Video is very much a collaborative effort, and that’s exactly what I love about it. I’ve made some wonderful connections and partnerships while creating my documentary, Opening Our Eyes.
But every now and then, I find that I need to go “solo”. I am a storyteller and a bit of a wanderer by heart and it had led to an interesting life – a life full of people, cultures and far flung destinations around the world. I have found that when I travel solo, I become more absorbed into the culture of where I am. I have no one with me to distract me or draw my attention away.
I’ve spent many years, traveling, observing and shooting stories for magazines all over the globe. In looking at my old work or even when editing new work, I’ve noticed a similarity in “feeling” among many of my images. There’s a quiet contemplative mood that shows through. In my people photos this “mood” is apparent in the connection that I make with my subjects – whether in a posed or candid photo. With my landscapes there’s more of a serene, yet melancholy moment.

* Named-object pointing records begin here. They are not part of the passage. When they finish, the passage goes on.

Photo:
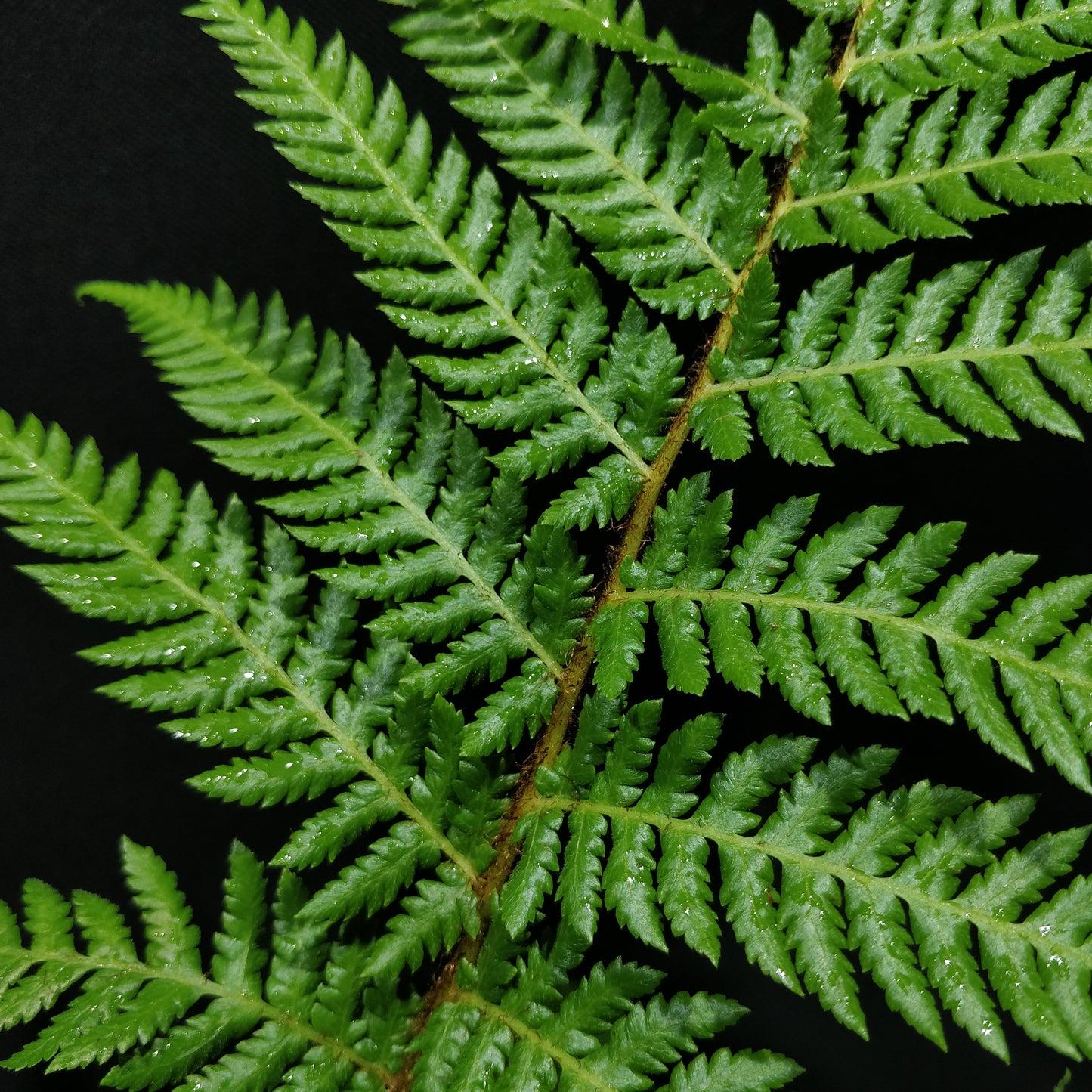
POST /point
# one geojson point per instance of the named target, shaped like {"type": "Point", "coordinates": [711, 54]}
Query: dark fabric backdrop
{"type": "Point", "coordinates": [125, 156]}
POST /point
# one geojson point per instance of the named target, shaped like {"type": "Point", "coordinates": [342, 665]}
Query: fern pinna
{"type": "Point", "coordinates": [493, 608]}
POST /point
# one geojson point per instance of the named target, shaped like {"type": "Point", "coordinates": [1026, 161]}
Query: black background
{"type": "Point", "coordinates": [125, 156]}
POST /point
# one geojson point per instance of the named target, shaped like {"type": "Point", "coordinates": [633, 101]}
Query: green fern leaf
{"type": "Point", "coordinates": [917, 171]}
{"type": "Point", "coordinates": [662, 204]}
{"type": "Point", "coordinates": [913, 49]}
{"type": "Point", "coordinates": [899, 673]}
{"type": "Point", "coordinates": [901, 859]}
{"type": "Point", "coordinates": [468, 289]}
{"type": "Point", "coordinates": [852, 382]}
{"type": "Point", "coordinates": [763, 108]}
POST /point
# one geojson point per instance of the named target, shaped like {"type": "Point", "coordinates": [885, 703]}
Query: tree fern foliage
{"type": "Point", "coordinates": [484, 625]}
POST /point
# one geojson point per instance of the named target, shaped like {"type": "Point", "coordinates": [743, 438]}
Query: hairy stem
{"type": "Point", "coordinates": [576, 675]}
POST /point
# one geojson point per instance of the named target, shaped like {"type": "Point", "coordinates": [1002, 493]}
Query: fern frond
{"type": "Point", "coordinates": [853, 363]}
{"type": "Point", "coordinates": [225, 639]}
{"type": "Point", "coordinates": [458, 272]}
{"type": "Point", "coordinates": [417, 495]}
{"type": "Point", "coordinates": [660, 203]}
{"type": "Point", "coordinates": [520, 1019]}
{"type": "Point", "coordinates": [899, 886]}
{"type": "Point", "coordinates": [245, 1025]}
{"type": "Point", "coordinates": [806, 628]}
{"type": "Point", "coordinates": [905, 48]}
{"type": "Point", "coordinates": [765, 108]}
{"type": "Point", "coordinates": [912, 171]}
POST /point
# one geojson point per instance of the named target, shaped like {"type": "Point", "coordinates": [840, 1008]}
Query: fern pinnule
{"type": "Point", "coordinates": [944, 44]}
{"type": "Point", "coordinates": [853, 363]}
{"type": "Point", "coordinates": [809, 631]}
{"type": "Point", "coordinates": [437, 250]}
{"type": "Point", "coordinates": [902, 881]}
{"type": "Point", "coordinates": [660, 203]}
{"type": "Point", "coordinates": [911, 175]}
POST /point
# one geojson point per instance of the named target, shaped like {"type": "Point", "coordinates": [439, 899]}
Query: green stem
{"type": "Point", "coordinates": [392, 183]}
{"type": "Point", "coordinates": [428, 527]}
{"type": "Point", "coordinates": [923, 177]}
{"type": "Point", "coordinates": [995, 650]}
{"type": "Point", "coordinates": [203, 986]}
{"type": "Point", "coordinates": [993, 32]}
{"type": "Point", "coordinates": [908, 360]}
{"type": "Point", "coordinates": [827, 865]}
{"type": "Point", "coordinates": [567, 1062]}
{"type": "Point", "coordinates": [271, 667]}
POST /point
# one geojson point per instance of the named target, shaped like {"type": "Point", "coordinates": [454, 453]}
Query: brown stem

I’ve come to realize that this “feeling” in many of my still images come my perspective as an”individual” who is solo when shooting. I can always tell which images I’ve shot when I’ve been by myself as opposed to those shot when traveling with a group. It’s hard to put into words, but when I’m alone and I’m exploring, I shoot differently. I see differently. I interact differently and people react differently to me.
So, I will always make room for both ways of working in my life – collaboratively and as a solo act. Each one brings its own rewards into my life and to my craft.